A recent study from researchers at Johns Hopkins University suggests that antibiotics can lead to weight gain in some children.
Antibiotics can save lives, but a recent study suggests that there may be some negative side effects, too. According to a press release from the Johns Hopkins University Bloomberg School of Public Health, researchers found that kids who take antibiotics gained weight faster than kids who didn’t.
The study was published in the International Journal of Obesity, and suggests that antibiotics can have a negative effect on body mass index throughout childhood, making kids more susceptible to weight gain.
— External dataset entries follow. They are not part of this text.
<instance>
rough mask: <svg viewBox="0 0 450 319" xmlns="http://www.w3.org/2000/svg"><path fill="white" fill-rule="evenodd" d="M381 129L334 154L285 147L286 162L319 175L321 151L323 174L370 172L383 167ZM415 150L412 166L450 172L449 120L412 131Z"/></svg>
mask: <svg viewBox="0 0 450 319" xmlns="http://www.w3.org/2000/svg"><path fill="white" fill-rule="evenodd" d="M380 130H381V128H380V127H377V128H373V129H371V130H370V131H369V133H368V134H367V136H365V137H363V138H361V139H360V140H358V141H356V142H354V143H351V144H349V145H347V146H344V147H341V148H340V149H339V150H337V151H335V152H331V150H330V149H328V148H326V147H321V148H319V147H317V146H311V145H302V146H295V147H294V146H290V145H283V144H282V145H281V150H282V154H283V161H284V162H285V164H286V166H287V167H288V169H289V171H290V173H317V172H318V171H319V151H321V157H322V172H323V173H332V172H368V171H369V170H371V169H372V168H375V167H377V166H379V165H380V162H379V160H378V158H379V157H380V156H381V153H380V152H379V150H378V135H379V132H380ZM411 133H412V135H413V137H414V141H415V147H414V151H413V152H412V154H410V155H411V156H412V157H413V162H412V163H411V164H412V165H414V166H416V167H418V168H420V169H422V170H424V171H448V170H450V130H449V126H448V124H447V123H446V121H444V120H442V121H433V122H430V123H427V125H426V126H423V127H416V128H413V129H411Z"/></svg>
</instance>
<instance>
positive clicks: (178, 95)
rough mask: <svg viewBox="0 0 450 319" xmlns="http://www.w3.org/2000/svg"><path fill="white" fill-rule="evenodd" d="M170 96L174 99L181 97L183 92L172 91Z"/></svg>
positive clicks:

According to lead researcher Brian S. Schwartz, a professor at the Department of Environmental Health Sciences at the Bloomberg School, “Your BMI may be forever altered by the antibiotics you take as a child. Our data suggest that every time we give an antibiotic to kids they gain weight faster over time.”
The researchers looked over medical records for 163,820 children between the ages of three and 18, and compared their BMI with their antibiotic use throughout the course of their childhoods.
They found that by age 15, kids who had received seven courses of antibiotics over the course of their childhood weighed an average of three pounds more than children who didn’t. Roughly 21 percent of the children in the sample had received antibiotics more than seven times.
According to Schwartz, “While the magnitude of the weight increase attributable to antibiotics may be modest by the end of childhood, our finding that the effects are cumulative raises the possibility that these effects continue and are compounded into adulthood.”